In an email sent to students on Tuesday afternoon, HACC President John Sygielski announced that the administration is considering the sale or lease of the Lebanon Campus building.
Sygielski said in the email that the HACC Board of Trustees had been informed earlier in the day (October 1).
“But we aren’t leaving!” he said in the email. “The exploration of the sale of this building does not diminish our commitment to our employees and learners at the Lebanon Campus and to the Lebanon community.”
LebTown spoke with two students who had received the email.
Following email inquiries from LebTown Tuesday night, the college posted a statement to its website on Wednesday morning that confirmed the news, reading in part:
HACC regularly reviews its real estate portfolio across the College to determine if it is beneficial to continue to own all of its property. In some cases, such as the Midtown 2 building at the Harrisburg Campus, the College has chosen not to renew its lease. In other cases, such as the Lancaster County Academy at the Lancaster Campus and PA STEAM Academy at the Harrisburg Campus, the College is leasing space to other organizations.
To continue to be fiscally responsible, HACC has been exploring partnerships to lease portions of its Lebanon Campus. Currently, approximately 50% of the Lebanon Campus building is used for classes and services. There is also a $1.4-million bond balance on the property.
HACC remains committed to its learners and employees and the Lebanon community. HACC offers more than 20 programs at its Lebanon Campus.
The Lebanon campus re-opened in 1990 following its destruction in a fire that killed firefighter Tim Stine.

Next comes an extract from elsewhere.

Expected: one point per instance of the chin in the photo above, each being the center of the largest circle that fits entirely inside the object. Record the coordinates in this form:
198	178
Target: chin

Philanthropist and businessperson Francis “Frank” J. Dixon has been widely recognized as the key person in the rebuilding of the Lebanon Campus of HACC, including by Sygielski, who said in 2013 that the campus owed its presence to Dixon.
Here is a 2016 video tour of the HACC campus, which notes that it is the only downtown location in the five campus college system.
“I am not surprised to hear that HACC-Lebanon Campus is considering downsizing,” said City of Lebanon Mayor Sherry Capello in an email to LebTown. “2019 marks the 8th year of statistically significant declining enrollments in colleges and universities across our nation.”
Capello noted that HACC faces headwinds caused by a strong job market and low unemployment, and “for several years, HACC has attempted to adjust to the changing trend by offering certificate programs, second career options and educated themselves on the skills most sought by our local employers.”
“I commend them for their efforts thus far and I am pleased that HACC desires to continue to have a presence in Lebanon City,” said Capello.